Business Rule Engine
Orchestration Designer, together with BizTalk Editor and BizTalk Mapper, is an effective way to define a business process and the rules it uses. Over time, however, the rules specified in an orchestration can change. The decisions embedded in a business process—the business rules—are commonly the most volatile. For example, a manager's spending limit might change, or a customer's maximum allowed order might change. You need a way to define and change business rules. To meet this need, BizTalk Server 2004 provides the Business Rule Engine to enable you to directly create and modify sets of business rules. These rules are created by using a tool called the Business Rule Composer, and then executed directly by the engine. This technology is new in BizTalk Server 2004.

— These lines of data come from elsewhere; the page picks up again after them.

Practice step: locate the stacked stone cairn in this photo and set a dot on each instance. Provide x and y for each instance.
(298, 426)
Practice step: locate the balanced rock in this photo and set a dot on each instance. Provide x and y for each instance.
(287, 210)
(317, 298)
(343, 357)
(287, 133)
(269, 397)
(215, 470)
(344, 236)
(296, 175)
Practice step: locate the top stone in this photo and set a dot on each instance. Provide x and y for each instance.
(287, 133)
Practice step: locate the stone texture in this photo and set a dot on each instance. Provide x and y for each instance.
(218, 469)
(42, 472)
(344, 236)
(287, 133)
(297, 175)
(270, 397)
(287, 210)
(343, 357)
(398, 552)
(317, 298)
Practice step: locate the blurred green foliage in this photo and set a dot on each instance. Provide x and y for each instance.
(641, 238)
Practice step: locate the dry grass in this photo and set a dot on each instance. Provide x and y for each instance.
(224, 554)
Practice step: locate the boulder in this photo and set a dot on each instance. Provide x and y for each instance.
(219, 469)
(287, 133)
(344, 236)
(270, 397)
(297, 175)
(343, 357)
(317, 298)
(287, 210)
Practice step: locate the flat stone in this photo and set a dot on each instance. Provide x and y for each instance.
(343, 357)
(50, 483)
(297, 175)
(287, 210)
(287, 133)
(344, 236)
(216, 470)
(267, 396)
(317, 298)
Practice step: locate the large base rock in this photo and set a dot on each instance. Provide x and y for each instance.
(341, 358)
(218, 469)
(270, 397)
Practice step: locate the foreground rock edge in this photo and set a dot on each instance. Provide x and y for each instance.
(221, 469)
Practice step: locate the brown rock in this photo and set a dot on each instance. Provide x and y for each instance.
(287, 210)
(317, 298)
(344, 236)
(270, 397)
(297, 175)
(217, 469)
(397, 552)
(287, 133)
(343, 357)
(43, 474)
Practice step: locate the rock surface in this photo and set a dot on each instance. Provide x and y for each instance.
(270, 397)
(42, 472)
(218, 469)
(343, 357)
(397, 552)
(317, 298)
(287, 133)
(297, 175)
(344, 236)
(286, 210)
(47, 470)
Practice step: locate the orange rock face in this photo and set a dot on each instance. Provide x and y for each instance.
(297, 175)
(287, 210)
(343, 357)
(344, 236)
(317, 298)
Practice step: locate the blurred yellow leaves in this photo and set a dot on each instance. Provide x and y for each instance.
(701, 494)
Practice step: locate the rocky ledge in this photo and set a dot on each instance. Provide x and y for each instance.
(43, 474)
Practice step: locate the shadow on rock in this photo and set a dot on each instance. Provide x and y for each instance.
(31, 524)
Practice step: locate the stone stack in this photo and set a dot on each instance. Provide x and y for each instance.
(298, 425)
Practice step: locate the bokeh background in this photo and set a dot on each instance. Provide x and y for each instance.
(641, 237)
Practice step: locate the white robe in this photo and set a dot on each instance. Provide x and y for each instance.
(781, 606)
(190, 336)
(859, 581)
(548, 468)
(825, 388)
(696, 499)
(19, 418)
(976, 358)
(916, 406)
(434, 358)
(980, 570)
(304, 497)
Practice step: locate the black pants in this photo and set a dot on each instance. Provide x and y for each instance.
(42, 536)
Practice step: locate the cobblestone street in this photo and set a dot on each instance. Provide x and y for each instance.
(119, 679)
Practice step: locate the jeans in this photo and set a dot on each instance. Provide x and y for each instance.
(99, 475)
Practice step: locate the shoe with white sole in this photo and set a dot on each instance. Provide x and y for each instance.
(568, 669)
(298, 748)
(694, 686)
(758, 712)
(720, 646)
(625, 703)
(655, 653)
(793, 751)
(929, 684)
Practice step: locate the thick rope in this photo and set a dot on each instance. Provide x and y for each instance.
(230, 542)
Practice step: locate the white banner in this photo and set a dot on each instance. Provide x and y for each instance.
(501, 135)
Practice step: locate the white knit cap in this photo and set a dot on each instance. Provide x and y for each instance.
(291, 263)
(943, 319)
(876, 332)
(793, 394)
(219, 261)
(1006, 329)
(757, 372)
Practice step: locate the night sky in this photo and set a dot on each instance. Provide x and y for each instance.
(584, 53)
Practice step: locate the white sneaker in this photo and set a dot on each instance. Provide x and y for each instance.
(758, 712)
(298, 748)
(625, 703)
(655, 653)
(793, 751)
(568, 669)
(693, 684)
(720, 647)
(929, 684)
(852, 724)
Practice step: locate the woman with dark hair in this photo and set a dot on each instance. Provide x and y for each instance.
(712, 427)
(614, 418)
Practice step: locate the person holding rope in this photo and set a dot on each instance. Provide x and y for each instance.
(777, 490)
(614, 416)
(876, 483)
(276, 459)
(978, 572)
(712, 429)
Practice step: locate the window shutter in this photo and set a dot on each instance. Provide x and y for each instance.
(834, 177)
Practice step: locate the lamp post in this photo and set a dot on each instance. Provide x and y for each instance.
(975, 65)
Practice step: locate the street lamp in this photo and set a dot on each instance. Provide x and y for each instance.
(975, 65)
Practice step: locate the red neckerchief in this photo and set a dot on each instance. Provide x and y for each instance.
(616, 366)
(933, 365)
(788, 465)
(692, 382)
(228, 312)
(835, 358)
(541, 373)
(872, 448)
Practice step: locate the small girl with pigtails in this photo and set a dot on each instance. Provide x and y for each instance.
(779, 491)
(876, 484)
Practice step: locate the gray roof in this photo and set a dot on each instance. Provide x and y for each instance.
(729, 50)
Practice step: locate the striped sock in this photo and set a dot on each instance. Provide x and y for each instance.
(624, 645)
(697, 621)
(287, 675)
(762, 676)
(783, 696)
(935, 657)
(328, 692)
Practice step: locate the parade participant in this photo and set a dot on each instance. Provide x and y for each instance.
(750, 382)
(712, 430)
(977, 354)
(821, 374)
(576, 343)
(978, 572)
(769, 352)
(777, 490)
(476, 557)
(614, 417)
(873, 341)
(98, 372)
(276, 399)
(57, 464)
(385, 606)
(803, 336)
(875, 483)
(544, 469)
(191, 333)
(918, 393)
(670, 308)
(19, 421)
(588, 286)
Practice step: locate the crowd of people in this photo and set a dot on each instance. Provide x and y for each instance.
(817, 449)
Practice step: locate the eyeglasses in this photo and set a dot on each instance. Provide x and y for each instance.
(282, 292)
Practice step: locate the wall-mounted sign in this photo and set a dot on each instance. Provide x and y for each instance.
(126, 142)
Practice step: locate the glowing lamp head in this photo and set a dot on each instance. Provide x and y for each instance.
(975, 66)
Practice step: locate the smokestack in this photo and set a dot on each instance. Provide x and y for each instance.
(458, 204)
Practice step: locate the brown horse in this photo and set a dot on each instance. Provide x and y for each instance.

To change a business rule that is implemented within an orchestration, you can open the orchestration in Visual Studio .NET, modify the appropriate shapes (and perhaps the .NET or COM objects they invoke), and then build and deploy the modified assembly. If instead the business rule is implemented by using the Business Rule Engine, it can be modified without recompiling or restarting anything. You only need to use the Business Rule Composer to change the desired rule, and then redeploy the new set of rules. The change takes effect immediately. And while orchestrations are typically created and maintained by developers, business rules are readable enough to be modified by business analysts without the need to involve developers.
To use the Business Rule Engine to create a set of business rules, you typically start by using the Business Rule Composer to define a vocabulary for specifying the rules. Each term in the vocabulary provides a user-friendly name for some information. Then you use the Business Rule Composer to create business processes that use the vocabulary. Each business process contains one or more business rules. A rule uses the terms defined in the vocabulary together with logical operators.
The core idea of defining a vocabulary and then defining sets of rules that use it is the heart of the Business Rule Engine. The goal is to provide a straightforward way for BizTalk Server 2004 users of all kinds to create and work with the rules that define business processes.